Government seeks to build trust in public consultations, as complaints procedure takes too long
Ministers are struggling to trust the official Covid inquiry after it emerged that Matt Hancock had entrusted more than 100,000 official WhatsApp messages to a journalist recognised as a vocal critic of the lockdown.
The messages, delivered through the former fitness secretary to Isabel Oakeshott, who then relayed them to The Daily Telegraph, prompted calls from teams in the grieving family circle and Labour Party for the investigation to have more teeth and end quickly.
Both Hancock and an acting health minister insisted that what the Telegraph presented as the key revelation – this recommendation to screen anyone entering a nursing home for covid at the start of the pandemic – misrepresented and ignored other evidence.
Hancock reacted furiously to Oakeshott’s resolution to provide the Telegraph with the messages he had given him so he could write his memoir in Pandemic Diaries and reportedly questioned whether it violated a confidentiality agreement (NDA) between the two.
The Telegraph’s initial story about messages addressed to an April 2020 exchange in which Professor Chris Whitty, England’s leading medical officer, told Hancock that “all people entering nursing homes” should be tested, recommending “isolation pending outcome”.
According to the leaked message, Hancock rejected this, telling an aide that such a move “muddies the waters. “
Hancock, who was Boris Johnson’s fitness secretary at the peak of the pandemic, said the narrative had been “manipulated to create a false story”.

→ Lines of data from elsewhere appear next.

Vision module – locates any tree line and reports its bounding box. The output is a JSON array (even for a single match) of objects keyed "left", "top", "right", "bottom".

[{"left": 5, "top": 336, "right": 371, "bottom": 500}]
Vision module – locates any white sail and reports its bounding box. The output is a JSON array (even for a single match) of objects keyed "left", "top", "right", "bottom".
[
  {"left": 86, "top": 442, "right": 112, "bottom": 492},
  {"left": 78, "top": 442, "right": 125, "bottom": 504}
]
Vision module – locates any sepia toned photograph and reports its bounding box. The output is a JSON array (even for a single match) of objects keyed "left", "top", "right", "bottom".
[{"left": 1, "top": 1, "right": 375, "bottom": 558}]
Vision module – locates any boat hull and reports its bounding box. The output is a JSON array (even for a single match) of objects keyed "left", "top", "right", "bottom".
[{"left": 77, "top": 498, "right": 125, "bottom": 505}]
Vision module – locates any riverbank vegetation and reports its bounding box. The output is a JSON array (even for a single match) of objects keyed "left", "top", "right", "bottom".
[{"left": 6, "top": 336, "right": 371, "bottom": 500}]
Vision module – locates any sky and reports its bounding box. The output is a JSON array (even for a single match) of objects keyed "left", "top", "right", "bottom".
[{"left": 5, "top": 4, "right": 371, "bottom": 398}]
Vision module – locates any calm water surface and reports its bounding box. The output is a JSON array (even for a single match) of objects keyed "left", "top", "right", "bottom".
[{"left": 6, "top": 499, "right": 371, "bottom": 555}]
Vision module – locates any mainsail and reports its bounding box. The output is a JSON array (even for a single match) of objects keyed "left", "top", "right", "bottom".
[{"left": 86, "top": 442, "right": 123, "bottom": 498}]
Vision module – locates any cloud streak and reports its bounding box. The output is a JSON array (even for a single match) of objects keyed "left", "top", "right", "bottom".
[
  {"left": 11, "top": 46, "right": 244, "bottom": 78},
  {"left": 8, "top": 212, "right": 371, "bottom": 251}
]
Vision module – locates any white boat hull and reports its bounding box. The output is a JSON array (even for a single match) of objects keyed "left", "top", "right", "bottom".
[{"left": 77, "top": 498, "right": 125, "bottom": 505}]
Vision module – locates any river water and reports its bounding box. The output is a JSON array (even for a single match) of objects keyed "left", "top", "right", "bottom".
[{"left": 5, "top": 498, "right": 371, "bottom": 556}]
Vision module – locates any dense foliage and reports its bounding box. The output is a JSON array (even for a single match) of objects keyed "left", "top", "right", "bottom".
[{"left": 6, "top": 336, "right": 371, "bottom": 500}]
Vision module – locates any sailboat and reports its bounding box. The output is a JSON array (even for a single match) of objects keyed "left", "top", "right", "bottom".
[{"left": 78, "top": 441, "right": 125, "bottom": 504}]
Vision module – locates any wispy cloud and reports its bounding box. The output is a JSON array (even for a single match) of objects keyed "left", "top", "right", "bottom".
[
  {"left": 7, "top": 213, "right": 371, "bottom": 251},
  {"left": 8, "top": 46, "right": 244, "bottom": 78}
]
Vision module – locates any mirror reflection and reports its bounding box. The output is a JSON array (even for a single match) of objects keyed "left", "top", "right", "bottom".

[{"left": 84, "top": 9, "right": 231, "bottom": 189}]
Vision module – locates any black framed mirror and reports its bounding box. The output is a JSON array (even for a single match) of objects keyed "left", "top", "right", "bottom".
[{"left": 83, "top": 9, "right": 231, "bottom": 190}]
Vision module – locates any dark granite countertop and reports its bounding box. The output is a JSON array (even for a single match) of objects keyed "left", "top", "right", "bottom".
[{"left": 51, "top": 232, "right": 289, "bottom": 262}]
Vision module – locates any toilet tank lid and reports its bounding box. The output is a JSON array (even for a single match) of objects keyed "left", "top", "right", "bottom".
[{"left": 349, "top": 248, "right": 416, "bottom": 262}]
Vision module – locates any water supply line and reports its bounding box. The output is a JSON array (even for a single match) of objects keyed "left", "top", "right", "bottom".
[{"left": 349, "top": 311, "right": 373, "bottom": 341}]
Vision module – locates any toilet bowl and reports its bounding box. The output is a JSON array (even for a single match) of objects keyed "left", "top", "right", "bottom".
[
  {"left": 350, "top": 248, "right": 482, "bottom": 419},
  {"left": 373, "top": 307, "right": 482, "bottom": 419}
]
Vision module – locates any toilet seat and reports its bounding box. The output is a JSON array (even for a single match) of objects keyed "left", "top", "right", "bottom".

Helen Whately, the minister for social affairs, who held the same position at the start of the pandemic, also said the story was misleading. He said the UK only had access to a limited amount of testing and pointed to what he described as an email sent without delay after the exchange of messages requesting testing on hospitalised patients entering nursing homes.
However, the revelations so far, with the prospect of more stories in the coming days, are uncomfortable for Hancock and the government.
There is a parallel sense of perplexity among many MPs over Hancock’s resolve to entrust such a sensitive piece of data about the reaction to the pandemic to a journalist known for her anti-lockdown views. “I think Isabel is a wonderful journalist. She’s not a very smart friend. Former fitness minister James Bethell told the BBC.
Several ministers in Johnson’s government have privately expressed anger and frustration with Hancock over the “naivety” of his revelations, even though he drafted a confidentiality agreement with Oakeshott.